PREFACE.
There have been so many enquiries from people in all parts of Australia, as well as from visitors from other countries, for a book dealing with our insects, that the writer thinks that the time has come when a Text Book dealing exclusively with Australian Entomology will be well received, both at home and abroad, by all those interested in this subject.
The difficulty has been to write in a popular style so as to interest the general reader, and induce him to further follow his studies of the wonders of Natural History, yet at the same time to define the characteristics of the insects described and give some idea of their classification, so that it will not lose its value as a Text Book to the student while enlarging the circle of its readers.
Since the year 1770, when Sir Joseph Banks captured the first diamond beetle on the sandy shores of Botany Bay, the majority of our insects have been described in rare old English or foreign publications, the Zoology of Voyages and Travels, or the Transactions and Proceedings of Scientific Societies consisting of many hundreds of volumes written in many different languages.
Many of these original descriptions, written in English or Latin, are so brief and obscure that without seeing the type they are quite unintelligible even to the trained entomologist, and therefore are absolutely of no value to the beginner.
Most of the earlier describers of Australian insects confined their attention to beetles, moths, and butterflies.

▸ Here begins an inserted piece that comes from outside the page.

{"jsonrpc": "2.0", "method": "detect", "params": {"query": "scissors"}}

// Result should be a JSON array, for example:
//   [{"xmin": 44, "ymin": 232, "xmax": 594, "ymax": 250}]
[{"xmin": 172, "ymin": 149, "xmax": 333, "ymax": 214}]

Among the few exceptions are Westwood, who has identified himself with insects in nearly all the orders, and as he figured many of them (often in colours), there is no trouble in determining his species; and Walker, who also described many unique Australian insects (chiefly in the British Museum Catalogues); but his often vague descriptions, without details or figures, have puzzled all entomologists who have not had access to his types.
During the last decade, however, as specialists have taken up the work of monographing the more neglected orders, and as large general collections of insects have been obtained from what were, at one time, inaccessible parts of Australia, a writer can now obtain satisfactory data as to the classification and number of Australian insects hitherto wanting.
With these views the present text book has been prepared.